The Writer is the Australian premiere of a play that brutally lays bare the necessary reckonings that have shaken the theatre profession, and not just that profession. Patriarchy is put on trial. Ella Hickson’s play is an almost cubist construction, and director Zoë Hollyoak and her team have negotiated the terrain with courage and clarity.

And then Sweeney Todd! If The Writer puts patriarchy on trial, then this meaty masterpiece puts capitalism on trial – the demon barber’s chair is the literal instrument of social revolution. But this insanely brilliant work is always more than any one thing, and in the hands of Constantine Costi, a director in tune with the thrill of the epic, joined by music director Andrew Worboys and choreographer Shannon Burns, we are gifted a production that stretches the students in ways that will surely prime them for the profession.

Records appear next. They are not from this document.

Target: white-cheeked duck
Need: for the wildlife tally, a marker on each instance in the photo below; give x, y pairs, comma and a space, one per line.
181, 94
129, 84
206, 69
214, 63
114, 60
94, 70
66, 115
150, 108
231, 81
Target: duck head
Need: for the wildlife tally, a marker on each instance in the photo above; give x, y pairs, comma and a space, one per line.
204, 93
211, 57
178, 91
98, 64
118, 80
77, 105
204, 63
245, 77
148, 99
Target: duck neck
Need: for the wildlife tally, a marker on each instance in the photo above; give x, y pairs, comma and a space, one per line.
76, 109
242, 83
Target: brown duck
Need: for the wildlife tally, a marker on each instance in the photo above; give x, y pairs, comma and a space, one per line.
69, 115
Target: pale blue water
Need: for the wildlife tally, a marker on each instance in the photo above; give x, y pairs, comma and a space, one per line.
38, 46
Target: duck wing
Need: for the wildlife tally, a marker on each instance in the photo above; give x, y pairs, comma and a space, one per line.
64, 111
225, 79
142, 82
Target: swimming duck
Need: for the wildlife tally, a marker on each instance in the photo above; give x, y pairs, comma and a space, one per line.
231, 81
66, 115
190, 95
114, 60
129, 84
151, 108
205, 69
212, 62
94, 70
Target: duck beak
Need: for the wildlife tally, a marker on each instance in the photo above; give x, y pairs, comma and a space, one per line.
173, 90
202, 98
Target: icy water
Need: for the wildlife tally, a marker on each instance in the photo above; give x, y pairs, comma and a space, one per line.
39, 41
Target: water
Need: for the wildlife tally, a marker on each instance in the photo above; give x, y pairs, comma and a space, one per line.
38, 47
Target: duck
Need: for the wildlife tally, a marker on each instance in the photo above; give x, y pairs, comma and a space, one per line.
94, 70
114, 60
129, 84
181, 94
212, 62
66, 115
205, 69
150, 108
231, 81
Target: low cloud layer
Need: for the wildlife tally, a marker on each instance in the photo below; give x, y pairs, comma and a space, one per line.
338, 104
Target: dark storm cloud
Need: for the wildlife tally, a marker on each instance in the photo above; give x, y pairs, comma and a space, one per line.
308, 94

It’s worth noting that all four of the directors in this season are graduates of NIDA’s directing course. That was not by design, but does demonstrate the deep impact of NIDA’s education and training on the development of Australian storytelling.

It’s a complete inspiration to witness these students step up to the challenges of these works. I hope you feel that buzz too. I also hope that you will return to see their work in October, when a new suite of productions will take us to the intersection of film and theatre, vaudevillian geopolitics, renovated opera, and to the vision of one of the world’s great directors.